Member of the Tennessee House of Representatives from the 96th district
- Incumbent
- Assumed office January 14, 2025
- Preceded by: Dwayne Thompson

Personal details
- Born: Santa Cruz, Bolivia
- Party: Democratic
- Education: Christian Brothers University (BS) University of Kentucky College of Pharmacy (MS)
- Website: House website Campaign website

= Gabby Salinas =

American politician

Gabriela Salinas is an American politician. She is a Democrat representing District 96 in the Tennessee House of Representatives.
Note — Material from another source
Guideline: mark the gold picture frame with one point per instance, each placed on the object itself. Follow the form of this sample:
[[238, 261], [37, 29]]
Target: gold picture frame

Salinas was born in Santa Cruz de la Sierra, Bolivia. After being diagnosed with Ewing sarcoma at age seven, she and her family relocated to Memphis, Tennessee to receive treatment at St. Jude Children's Research Hospital. Salinas graduated from Christian Brothers University in 2011.

Prior to her 2024 House campaign, Salinas had unsuccessfully run to become a member of the Tennessee General Assembly twice. Salinas ran in the 2018 Tennessee Senate District 31 election, where she was defeated by Republican incumbent Brian Kelsey in the general election. She was defeated by Republican John Gillespie in the 2020 District 97 Tennessee House of Representatives election.

Salinas ran in the 2024 Tennessee House District 96 election. She won the Democratic primary in August, and was unopposed in the general election.